The way I am extracting the subset is by using cosine similarity above certain threshold. The toy set below describes the problem:
import numpy as np
import pandas as pd
from sklearn.metrics.pairwise import cosine_similarity
df = pd.DataFrame(np.random.normal(0, 1, (10, 10)))
the similarity of the 10 "samples" by 10 "features" is given by this matrix:
similarity_df = pd.DataFrame(cosine_similarity(df))
(as an example, the comparison heatmap looks like this):
Given a new vector:
new_vector = np.array([1.0, 0.49, -0.05, 0.36, -1.0, -1.8, 0.21, 0.31, 0, -1])

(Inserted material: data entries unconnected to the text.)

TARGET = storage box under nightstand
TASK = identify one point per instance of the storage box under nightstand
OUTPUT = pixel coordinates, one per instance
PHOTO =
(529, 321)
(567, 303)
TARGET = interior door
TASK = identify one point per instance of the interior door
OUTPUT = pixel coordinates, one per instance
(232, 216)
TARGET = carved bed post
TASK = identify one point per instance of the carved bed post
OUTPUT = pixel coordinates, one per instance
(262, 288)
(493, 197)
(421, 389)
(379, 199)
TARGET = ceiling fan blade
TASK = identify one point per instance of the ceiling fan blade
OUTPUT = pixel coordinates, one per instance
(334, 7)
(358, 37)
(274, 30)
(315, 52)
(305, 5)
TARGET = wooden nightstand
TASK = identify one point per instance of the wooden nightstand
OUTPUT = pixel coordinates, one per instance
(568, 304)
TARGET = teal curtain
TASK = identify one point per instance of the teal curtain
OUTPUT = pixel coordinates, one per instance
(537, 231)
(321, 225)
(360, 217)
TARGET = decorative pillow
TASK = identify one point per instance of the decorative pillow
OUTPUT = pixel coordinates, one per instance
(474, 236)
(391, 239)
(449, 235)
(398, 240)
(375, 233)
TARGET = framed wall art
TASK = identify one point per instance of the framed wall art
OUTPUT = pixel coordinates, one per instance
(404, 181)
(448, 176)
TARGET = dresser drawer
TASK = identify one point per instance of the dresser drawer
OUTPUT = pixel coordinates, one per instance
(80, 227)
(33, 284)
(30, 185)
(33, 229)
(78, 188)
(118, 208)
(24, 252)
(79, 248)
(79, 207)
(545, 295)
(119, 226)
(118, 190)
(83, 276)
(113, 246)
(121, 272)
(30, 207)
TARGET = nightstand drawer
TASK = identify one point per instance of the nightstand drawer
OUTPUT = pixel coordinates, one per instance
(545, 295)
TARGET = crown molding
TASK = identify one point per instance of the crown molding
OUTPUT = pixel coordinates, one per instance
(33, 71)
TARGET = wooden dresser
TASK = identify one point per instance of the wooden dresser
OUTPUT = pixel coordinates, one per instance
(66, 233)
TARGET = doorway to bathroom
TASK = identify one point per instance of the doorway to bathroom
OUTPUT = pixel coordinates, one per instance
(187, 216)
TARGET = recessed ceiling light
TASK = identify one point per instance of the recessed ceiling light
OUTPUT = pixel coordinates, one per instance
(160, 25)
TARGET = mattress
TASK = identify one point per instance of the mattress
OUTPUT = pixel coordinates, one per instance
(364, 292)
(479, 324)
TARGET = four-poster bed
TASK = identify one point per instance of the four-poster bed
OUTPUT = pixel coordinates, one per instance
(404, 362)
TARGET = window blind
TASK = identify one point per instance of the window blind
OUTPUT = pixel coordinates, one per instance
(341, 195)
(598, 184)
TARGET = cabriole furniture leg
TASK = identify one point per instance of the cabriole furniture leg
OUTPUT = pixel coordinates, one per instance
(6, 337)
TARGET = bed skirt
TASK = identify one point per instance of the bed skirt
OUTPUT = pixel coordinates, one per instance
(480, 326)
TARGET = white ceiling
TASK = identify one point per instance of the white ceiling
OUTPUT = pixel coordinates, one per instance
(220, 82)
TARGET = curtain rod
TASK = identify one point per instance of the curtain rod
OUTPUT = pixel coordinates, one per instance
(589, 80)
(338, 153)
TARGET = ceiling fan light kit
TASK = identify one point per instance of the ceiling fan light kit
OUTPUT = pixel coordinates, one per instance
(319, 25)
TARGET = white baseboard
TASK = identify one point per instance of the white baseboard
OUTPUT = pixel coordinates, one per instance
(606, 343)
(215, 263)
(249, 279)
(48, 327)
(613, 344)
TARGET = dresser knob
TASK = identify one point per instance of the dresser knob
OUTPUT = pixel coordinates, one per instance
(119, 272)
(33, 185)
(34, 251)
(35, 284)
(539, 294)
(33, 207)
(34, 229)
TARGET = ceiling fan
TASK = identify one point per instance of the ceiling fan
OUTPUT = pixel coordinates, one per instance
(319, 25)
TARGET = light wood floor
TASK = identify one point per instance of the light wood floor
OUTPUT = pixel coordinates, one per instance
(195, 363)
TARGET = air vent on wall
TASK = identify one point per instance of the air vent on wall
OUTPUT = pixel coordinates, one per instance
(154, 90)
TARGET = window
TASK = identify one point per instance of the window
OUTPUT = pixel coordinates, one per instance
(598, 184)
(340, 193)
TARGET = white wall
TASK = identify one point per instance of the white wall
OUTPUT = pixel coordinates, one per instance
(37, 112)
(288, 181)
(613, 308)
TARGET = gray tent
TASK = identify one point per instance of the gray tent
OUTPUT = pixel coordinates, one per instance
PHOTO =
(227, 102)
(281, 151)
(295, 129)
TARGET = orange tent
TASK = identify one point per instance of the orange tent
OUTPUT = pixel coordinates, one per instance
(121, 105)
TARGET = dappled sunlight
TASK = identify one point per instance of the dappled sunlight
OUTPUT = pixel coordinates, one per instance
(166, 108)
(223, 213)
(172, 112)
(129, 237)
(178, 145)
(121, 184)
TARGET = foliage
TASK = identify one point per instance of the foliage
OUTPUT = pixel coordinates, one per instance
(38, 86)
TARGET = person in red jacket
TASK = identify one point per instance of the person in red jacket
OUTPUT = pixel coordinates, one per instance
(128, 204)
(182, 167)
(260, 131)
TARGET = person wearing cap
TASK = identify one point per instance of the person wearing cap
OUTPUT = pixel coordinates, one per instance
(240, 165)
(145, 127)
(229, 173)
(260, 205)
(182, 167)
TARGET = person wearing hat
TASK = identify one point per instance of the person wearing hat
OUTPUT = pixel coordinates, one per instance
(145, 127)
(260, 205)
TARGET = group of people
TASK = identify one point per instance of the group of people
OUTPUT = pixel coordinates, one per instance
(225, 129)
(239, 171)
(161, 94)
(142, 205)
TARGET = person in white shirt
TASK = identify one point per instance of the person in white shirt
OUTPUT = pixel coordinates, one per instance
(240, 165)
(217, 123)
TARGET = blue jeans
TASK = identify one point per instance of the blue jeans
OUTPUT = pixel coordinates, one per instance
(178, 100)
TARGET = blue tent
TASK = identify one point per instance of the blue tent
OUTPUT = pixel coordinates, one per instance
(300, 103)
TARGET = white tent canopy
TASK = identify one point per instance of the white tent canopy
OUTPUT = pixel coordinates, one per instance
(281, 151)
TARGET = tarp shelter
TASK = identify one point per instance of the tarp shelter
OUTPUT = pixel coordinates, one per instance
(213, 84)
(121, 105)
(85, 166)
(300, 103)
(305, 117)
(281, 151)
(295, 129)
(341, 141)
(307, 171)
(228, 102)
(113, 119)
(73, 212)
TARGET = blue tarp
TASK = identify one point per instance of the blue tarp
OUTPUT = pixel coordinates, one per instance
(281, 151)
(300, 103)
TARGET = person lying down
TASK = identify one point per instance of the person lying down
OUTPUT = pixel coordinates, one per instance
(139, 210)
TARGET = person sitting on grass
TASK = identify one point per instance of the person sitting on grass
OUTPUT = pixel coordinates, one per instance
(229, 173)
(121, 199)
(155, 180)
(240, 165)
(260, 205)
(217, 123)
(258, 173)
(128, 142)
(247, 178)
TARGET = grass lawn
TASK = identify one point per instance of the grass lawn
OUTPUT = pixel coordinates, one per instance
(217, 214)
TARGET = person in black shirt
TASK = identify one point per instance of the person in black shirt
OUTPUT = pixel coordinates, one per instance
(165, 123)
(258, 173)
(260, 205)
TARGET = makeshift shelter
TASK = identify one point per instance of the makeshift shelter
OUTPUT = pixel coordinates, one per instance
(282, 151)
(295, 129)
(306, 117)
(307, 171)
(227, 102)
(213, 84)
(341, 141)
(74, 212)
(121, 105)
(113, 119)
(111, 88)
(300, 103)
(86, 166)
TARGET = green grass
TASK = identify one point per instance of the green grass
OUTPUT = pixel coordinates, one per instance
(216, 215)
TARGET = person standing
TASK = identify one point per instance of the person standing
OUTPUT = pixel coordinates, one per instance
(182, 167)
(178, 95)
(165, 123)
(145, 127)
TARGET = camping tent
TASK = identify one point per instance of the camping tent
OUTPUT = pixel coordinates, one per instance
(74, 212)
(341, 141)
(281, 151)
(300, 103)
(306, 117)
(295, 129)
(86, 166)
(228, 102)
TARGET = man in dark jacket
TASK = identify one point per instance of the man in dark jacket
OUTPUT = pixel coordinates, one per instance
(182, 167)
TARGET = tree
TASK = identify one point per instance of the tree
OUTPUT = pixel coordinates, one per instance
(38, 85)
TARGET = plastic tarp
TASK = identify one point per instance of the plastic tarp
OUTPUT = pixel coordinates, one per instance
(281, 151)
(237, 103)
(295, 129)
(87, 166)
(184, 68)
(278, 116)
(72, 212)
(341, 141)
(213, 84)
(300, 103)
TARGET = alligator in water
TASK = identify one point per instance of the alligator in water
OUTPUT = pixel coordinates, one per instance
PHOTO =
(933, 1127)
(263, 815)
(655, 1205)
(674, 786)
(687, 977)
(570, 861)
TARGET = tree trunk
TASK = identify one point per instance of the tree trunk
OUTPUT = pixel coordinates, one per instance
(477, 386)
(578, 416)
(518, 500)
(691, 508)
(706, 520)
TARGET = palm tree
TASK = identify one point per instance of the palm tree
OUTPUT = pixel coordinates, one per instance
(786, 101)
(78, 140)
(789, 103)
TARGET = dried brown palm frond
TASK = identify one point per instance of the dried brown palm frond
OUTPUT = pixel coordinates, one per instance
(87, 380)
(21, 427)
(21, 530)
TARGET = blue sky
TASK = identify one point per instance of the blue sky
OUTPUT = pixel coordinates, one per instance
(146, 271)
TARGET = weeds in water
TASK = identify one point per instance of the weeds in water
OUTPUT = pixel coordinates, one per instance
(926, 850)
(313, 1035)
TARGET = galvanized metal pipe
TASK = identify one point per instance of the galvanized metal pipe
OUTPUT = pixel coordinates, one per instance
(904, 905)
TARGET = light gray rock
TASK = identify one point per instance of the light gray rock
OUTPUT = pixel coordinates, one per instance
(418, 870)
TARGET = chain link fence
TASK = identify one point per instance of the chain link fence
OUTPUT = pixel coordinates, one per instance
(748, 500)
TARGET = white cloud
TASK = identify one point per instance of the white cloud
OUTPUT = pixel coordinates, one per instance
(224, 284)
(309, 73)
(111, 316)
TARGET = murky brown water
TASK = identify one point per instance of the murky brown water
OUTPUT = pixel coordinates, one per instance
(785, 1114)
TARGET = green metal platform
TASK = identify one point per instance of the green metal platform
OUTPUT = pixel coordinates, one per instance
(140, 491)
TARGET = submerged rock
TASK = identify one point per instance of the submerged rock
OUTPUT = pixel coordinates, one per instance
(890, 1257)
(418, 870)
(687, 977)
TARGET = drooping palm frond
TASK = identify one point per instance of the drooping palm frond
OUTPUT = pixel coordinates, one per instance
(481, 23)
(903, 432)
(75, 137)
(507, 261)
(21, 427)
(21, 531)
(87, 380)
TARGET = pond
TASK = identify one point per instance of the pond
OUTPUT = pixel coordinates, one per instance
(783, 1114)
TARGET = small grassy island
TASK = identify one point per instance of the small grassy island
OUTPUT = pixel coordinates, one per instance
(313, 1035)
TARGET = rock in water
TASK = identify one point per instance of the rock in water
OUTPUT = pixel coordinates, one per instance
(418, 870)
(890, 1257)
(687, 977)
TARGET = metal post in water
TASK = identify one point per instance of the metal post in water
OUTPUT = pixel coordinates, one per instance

I find similarity using this function:
def find_similarity(df, search):
rankings = []
for i in range(len(df)):
sim = int(100*cosine_similarity(search.reshape(1,-1), df.iloc[i].values.reshape(1,-1))[0][0])
rankings.append((i, sim))
df= pd.DataFrame(rankings)
df.columns = ['item', 'similarity']
df.sort_values(by='similarity', inplace=True, ascending=False)
df.reset_index(drop=True, inplace=True)
return df
Then return the items most similar, above a threshold:
r = find_similarity(df, new_vector)
r[r['similarity']>50]
This works fine, the problem I have is that my data set has over 1 million rows by 200 columns, and the similarity_df is 1 million by 1 million. Needless to say, the sequential comparison in my for loop is slow.
for i in range(len(df)):
sim = int(100*cosine_similarity(search.reshape(1,-1), df.iloc[i].values.reshape(1,-1))[0][0])
This is compounded by the fact that I need to find similarity for about 100 vectors at a time.
Is there a faster way to do this search/ranking? Maybe a hashing function that maximizes similarity (as opposed to minimizing collusion), such as LSH? Although I am using cosine similarity, maybe another similarity metric does a better job, but for now the problem is a faster way to do the one to many comparison.